And maybe another reason people ‘just say no’ to drugs.

PFE sunk its Aristocrat status, four decades of increases, by halving its dividend roughly six months ago to help fund its acquisition of Wyeth. Now PFE is doing a flip-flop, not only raising the dividend nearly 13% but also announcing “we currently believe that we can support future annual dividend increases, barring significant unforeseen events.” Yield: 3.9%. Weirdness: 100%.

Meanwhile LLY, still hanging on as a Dividend Aristocrat and also with over four decades of annual increases, decided to go with the placebo next quarter by maintaining its dividend at the current level. Yield: 5.5%. Outlook: Cloudy.

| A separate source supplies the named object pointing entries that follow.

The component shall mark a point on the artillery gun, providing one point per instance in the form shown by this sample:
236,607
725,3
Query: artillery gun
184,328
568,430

There’s more to the twisted tale, of course. PFE cited expected integration benefits with Wyeth, while LLY is struggling with upcoming patent expirations that will result in about 40% of its current sales being hit by generic competition between 2011 and 2013.

So there’s plenty more homework for investors in assessing both these stocks, but to paraphrase an old saying, it’s difficult to predict what might happen, especially in the future.

That said, PFE has easily outperformed LLY over every trailing time period you can chart during the past two years, including since its dividend cut. And with these recent announcements, it’s not clear why that would change any time soon.

And that’s it for now, the latest dividend news that seemed super and caused stupor, at least for me. Several other companies also increased their dividends recently, with more to come. You’ll find good profiles on them in other Seeking Alpha articles, so look around.

Finally, for a Dividend Aristocrat that lives up to its very funny name, check out my Seeking Alpha article “With a Name Like Becton Dickinson . . .” (NYSE:BDX).

References and Links

Disclosure: Long BDX, O.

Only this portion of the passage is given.